Schiller, en un des premiers numéros de sa Thalie du Rhin, avait dit :J’écris comme un citoyen du monde qui n’est au service d’aucun prince. J’ai commencé par perdre ma patrie pour l’échanger contre le grand univers. » Et ce cosmopolitisme animé de liberté se mêlait dans l’âme confuse et ardente des jeunes Souabes aux rêves de nationalisme héroïque. Ils conciliaient ces tendances diverses en se figurant que la grande Allemagne rétablie en sa puissance servirait la cause de l’humanité et de la paix. A peine Schubart, en 1787, échappe-t-il à la dure captivité de dix ans que lui avait infligée le despotisme du duc de Wurtemberg, il salue l’espérance, grandissante d’une Allemagne forte et pacificatrice. Il annonce les jours lumineux, où la libre Germanie sera, comme elle commence à l’être, « le centre de toute la force européenne et le haut aréopage qui apaise les différends de tous les peuples ».

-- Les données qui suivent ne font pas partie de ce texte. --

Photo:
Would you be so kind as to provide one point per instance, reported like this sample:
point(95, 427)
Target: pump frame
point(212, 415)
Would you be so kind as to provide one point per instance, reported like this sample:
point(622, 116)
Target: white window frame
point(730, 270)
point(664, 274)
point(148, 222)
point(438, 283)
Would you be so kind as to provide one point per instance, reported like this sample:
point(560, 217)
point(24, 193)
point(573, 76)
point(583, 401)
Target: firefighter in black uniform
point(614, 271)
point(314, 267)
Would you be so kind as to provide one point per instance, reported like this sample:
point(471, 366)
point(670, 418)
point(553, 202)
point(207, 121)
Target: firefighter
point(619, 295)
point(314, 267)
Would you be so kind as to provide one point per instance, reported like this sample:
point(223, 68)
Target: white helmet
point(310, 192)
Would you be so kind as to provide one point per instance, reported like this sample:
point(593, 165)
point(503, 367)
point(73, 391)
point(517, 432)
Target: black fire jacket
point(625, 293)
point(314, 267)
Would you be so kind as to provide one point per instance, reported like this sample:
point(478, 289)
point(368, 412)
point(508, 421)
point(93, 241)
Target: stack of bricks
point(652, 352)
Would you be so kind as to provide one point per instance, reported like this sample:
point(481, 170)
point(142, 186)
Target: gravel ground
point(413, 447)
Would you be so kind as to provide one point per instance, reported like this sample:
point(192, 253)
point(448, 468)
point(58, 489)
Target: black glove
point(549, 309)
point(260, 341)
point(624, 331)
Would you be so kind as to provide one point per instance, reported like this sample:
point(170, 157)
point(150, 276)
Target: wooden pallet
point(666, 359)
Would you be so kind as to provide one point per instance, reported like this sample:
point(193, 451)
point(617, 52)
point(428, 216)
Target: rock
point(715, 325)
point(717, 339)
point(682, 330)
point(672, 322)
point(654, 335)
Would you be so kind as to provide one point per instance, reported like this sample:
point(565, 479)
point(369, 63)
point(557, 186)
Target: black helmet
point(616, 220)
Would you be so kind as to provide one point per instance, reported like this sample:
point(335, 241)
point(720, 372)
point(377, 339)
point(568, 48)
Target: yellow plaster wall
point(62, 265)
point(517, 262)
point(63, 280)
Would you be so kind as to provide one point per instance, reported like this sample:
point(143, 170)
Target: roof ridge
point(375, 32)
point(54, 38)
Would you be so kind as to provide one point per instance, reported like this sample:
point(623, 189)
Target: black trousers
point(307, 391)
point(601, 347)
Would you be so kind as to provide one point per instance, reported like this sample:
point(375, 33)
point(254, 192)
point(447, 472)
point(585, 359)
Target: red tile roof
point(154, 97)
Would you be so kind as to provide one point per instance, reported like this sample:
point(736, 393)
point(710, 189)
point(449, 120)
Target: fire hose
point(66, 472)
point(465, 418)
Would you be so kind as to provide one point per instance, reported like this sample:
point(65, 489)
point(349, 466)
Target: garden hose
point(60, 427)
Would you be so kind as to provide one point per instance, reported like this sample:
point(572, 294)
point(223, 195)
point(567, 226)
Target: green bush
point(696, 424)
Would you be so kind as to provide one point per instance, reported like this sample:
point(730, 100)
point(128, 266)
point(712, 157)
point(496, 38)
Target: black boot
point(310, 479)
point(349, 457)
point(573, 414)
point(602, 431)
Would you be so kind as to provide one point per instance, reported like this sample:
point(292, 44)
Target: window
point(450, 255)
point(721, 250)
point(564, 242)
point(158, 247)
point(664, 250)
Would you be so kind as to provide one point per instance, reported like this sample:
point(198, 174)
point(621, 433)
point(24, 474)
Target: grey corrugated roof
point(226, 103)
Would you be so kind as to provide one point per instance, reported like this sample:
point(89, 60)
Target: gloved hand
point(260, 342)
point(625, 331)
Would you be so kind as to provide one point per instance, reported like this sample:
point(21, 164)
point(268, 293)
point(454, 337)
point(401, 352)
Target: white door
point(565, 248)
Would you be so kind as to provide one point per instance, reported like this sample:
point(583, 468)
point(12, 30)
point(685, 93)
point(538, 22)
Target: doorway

Dans la jeunesse des Universités de Wurtemberg et de Souabe, toutes les espérances mêlées et vastes se répandaient. La Révolution française n’obligea point tout d’abord ces libres et riches esprits à faire un choix entre leurs tendances, à opter entre la liberté et la patrie. Car la Révolution, en ses débuts, fut à la fois une affirmation de liberté humaine et de paix. Elle abolissait les tyrannies et les privilèges et condamnait les guerres de conquête. C’est donc de tout cœur que la jeunesse de l’Université de Tubingue et de l’école carolienne se donnait d’abord à la Révolution et Schubart, dans sa Chronique allemande, les y animait. Les étudiants formèrent un vrai club, où les journaux français étaient lus avec enthousiasme, où des discours enflammés glorifiaient la liberté. Le voisinage des émigrés qui avaient poussé jusqu’en Souabe les exaspérait et il y avait des collisions et des duels. Même sous la discipline militaire de l’école carolienne, les étudiants trouvèrent le moyen de former un club secret. Les plus brillants d’entre eux, Christophe Pfaff, Georges Kerner, haranguaient leurs camarades. Ils s’associèrent, le 14 juillet 1790, à la grande fête française de la Fédération ; et, de nuit, trompant la surveillance de leurs chefs qui n’avaient point prévu un coup aussi audacieux, ils se rendirent dans la salle ducale du trône. Ils installèrent sous le baldaquin une statue en plâtre de la liberté, flanquée des bustes de Brutus et de Démosthène, et ils annoncèrent, en paroles véhémentes, la fin de toutes les tyrannies. Que la France révolutionnaire était grande qui faisait ainsi battre les cœurs !

Les étudiants se risquèrent même à des manifestations publiques. Aux fêtes figurées données à Stuttgard en l’honneur des émigrés, des membres de la « Ligue de la liberté » se glissèrent, et une première fois, ils représentèrent, par une pantomime inattendue et contre laquelle on n’osa pas sévir, l’abolition de la noblesse. Premier châtiment des émigrés qui, hors de la patrie qu’ils avaient désertée, trouvaient la moquerie et l’affront. Ils peuvent s’enfoncer au loin, même dans la passive Allemagne, la Révolution est encore là pour les bafouer. Une autre fois, au cours des fêtes, les jeunes révolutionnaires brisèrent une urne que portait un de leurs camarades déguisé en dieu Chronos. Et de l’urne s’échappèrent en abondance des bouts de papier où étaient inscrites les devises de liberté et des attaques contre les princes français. Mais si ces ruses et espiègleries audacieuses attestent l’esprit de révolution qui fermentait dans la jeunesse, elles témoignent aussi que la Révolution en Allemagne n’était pas un large mouvement public.